Marina e Ciro têm patamares diferentes nas sondagens de intenção de voto. Na pesquisa estimulada do Ibope, a mais recente, em que os nomes dos candidatos são apresentados aos eleitores, Lula aparece com 35% contra 13% de Bolsonaro. Depois vem Marina, com 8%. Ciro aparece, atrás dos tucanos, com 3%. Na disputa presidencial de 2014, Marina quase chegou ao segundo turno, mas sua candidatura foi demolida pelo marketing da campanha de Dilma Rousseff. Ciro não chegou tão perto.
Ambos têm, porém, um problema em comum com Bolsonaro. Caso não consigam fechar alianças relevantes com outros partidos em torno de suas candidaturas, Bolsonaro, Marina e Ciro poderão largar atrás na corrida para o Planalto – pelo menos no tempo de TV, ainda um fator determinante. Uma projeção da divisão do horário eleitoral diário em 2018, feito pela Folha de S.Paulo, mostrou que, enquanto Lula teria 36 segundos, nos dois blocos – tarde e noite -. Marina ficaria reduzida a 23, Bolsonaro a 19 e Ciro a reles 10 segundos. A divisão do tempo de TV obedece a duas regras: 90% são proporcionais à bancada de deputados federais eleita pelos partidos e 10% são distribuídos igualitariamente entre os candidatos.

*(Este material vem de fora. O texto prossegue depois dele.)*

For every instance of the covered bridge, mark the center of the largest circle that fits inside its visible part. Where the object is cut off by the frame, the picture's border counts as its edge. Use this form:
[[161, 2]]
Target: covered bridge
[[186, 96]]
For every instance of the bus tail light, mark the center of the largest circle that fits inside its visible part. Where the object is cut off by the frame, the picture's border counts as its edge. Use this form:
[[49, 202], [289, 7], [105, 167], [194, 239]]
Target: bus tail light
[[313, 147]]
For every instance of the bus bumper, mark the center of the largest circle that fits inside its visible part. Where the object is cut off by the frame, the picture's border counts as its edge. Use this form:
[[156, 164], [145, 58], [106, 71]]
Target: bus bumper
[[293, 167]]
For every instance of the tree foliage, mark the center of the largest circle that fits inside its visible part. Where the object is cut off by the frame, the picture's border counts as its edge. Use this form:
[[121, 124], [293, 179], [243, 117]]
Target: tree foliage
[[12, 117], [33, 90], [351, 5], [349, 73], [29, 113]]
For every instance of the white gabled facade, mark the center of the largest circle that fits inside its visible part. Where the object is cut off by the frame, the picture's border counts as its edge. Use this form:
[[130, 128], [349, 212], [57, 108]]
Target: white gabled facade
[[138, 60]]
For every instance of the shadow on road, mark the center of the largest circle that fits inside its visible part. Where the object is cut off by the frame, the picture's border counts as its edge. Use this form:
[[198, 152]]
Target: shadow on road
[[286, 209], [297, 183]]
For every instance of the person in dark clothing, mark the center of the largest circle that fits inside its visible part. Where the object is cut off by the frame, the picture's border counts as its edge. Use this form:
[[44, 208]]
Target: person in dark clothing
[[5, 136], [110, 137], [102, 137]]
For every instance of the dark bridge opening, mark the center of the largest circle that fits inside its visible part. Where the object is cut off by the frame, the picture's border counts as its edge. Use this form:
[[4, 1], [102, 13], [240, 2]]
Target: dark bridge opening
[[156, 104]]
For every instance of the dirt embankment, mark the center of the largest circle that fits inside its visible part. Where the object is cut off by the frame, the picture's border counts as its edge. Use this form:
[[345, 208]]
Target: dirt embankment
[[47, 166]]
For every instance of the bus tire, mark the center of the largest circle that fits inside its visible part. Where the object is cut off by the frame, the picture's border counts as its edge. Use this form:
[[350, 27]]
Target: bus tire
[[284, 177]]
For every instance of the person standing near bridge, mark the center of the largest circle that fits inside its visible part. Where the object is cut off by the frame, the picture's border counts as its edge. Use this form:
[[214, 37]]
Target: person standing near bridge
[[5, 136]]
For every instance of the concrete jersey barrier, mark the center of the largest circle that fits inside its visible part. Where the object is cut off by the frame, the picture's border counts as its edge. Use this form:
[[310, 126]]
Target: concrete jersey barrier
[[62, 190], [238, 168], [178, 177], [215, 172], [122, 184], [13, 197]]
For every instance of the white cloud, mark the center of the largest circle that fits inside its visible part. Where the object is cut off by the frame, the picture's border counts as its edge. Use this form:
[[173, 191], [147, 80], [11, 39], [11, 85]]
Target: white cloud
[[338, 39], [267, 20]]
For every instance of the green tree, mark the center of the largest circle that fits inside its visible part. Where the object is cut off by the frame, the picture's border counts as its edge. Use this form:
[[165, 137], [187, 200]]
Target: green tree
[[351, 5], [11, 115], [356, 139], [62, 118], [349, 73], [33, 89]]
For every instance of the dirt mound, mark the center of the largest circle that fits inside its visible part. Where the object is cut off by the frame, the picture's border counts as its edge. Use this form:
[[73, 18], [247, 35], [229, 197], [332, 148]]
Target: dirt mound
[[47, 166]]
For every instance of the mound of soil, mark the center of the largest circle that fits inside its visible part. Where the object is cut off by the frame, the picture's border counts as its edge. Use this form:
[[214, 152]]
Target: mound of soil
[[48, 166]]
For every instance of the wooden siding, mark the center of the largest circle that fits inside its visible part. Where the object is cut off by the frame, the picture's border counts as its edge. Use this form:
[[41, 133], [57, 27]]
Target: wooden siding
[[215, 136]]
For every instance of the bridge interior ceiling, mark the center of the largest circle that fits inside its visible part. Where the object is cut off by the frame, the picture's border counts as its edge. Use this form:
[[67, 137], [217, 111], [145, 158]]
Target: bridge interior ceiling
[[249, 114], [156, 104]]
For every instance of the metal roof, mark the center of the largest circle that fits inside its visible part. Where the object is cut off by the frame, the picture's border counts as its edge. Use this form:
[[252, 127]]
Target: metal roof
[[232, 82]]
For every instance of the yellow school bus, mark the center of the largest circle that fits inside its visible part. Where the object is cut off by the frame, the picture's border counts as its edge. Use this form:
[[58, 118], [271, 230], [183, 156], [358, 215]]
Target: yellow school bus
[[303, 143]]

Se os eleitores vão atender às preces de Ciro e Marina só o futuro dirá. Ou a interferência divina – qualquer que seja a divindade, local ou global. Caso da pré-candidatura fantasma de Luciano Huck, que na prática não existe, mas vem sendo testada em pesquisas eleitorais, como fez o Ibope. A propósito, Ciro Gomes, nesta quinta, 9, aproveitou para exercitar sua conhecida verve ferina e língua afiada – o que o difere de Marina. “Tentaram lançar o prefeito de São Paulo, João Dória, já estão se decepcionando e vão tentar lançar o Huck. Logo mais, pode ser que o meu amigo Faustão possa ser considerado. A Ana Maria Braga pode ser (testada) também. Não nos esquecemos do Ratinho e do Datena, que eu admiro bastante”, ironizou. Pano rápido.